Fascism needs to be confronted, says Bernadette McAliskey

Veteran republican gave address at event to mark 80th anniversary of Gernika bombing

Bernadette McAliskey: “Our simplistic historic understanding of fascism needs to be challenged.”

Bernadette McAliskey: “Our simplistic historic understanding of fascism needs to be challenged.”


Fascism can assume many guises and people need to know how to recognise it and confront it so that the world can avoid the horrors of the 20th century, veteran socialist republican, Bernadette McAliskey told a Spanish Civil War commemoration in Dublin on Friday.

Speaking at the commemorations to mark the 80th anniversary of the bombing of the Basque town of Gernika in April 1937 by the German Condor Legion in support of Spanish fascists, Ms McAliskey said she often wondered how the pilots involved could have caused such death and destruction.

“What allowed the people in the planes to keep coming and keeping killing women and children knowing what was happening – what allowed them to do it because whatever it was, it is exactly the same aberration of human empathy and human dignity, that allows people to do it today.

“It doesn’t matter which side of the argument you hold on who is responsible for what is happening in Syria, just think Gernika and multiply and multiply and multiply and ask – have we learned nothing in the time since – did we learn nothing from the Second World War and the hundreds of wars since ?

“There is only one thing allows it to happen and that is that the perpetrators do not allow their victims the status of human beings – you couldn’t do it otherwise and it’s amazing how little persuasion it takes to identity any group as less than human so you can exterminate them.”
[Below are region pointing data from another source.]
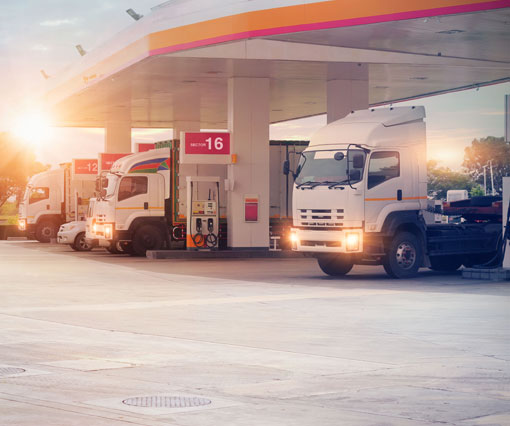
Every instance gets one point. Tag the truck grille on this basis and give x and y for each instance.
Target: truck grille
(321, 217)
(309, 243)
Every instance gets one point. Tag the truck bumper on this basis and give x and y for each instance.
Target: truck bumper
(327, 241)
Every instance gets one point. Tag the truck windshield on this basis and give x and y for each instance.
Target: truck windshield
(327, 167)
(112, 183)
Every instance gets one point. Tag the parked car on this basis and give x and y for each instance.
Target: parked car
(73, 233)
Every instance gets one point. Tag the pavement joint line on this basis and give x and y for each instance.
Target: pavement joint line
(197, 340)
(329, 294)
(61, 406)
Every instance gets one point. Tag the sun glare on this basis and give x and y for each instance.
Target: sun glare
(32, 128)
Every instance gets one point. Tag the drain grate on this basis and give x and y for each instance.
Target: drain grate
(167, 401)
(7, 371)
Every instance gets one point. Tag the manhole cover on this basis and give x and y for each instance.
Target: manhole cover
(7, 371)
(167, 401)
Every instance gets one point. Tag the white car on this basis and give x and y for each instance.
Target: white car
(73, 233)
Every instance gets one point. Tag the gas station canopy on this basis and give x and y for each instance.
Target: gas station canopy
(188, 50)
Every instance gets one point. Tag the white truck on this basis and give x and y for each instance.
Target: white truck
(359, 196)
(55, 197)
(143, 202)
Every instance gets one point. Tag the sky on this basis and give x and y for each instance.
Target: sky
(41, 35)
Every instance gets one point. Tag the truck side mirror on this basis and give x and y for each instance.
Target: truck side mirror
(286, 167)
(355, 175)
(358, 161)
Ms McAliskey, who was elected as MP for Mid-Ulster in 1968, recalled how she and many others in Peoples Democracy in the 1960s called “everyone over the age of 30 a fascist” until veteran communist, Betty Sinclair advised them to think again so they could recognise the real fascism.

“Our simplistic historic understanding of fascism needs to be challenged - fascism is not German, it’s not the Nazism of the Second World War ... it starts in the heads of individuals with the idea that what keeps you disadvantaged is that some lesser breed has taken what belongs to you.”

She added that “the enemy today is seen as the Muslim in the same way almost everything in the 30s could be blamed on the Jews and we need to confront that or what will define our time for future generations will be the bodies in the Mediterranean, the refugees dying in camps when we had room for them”.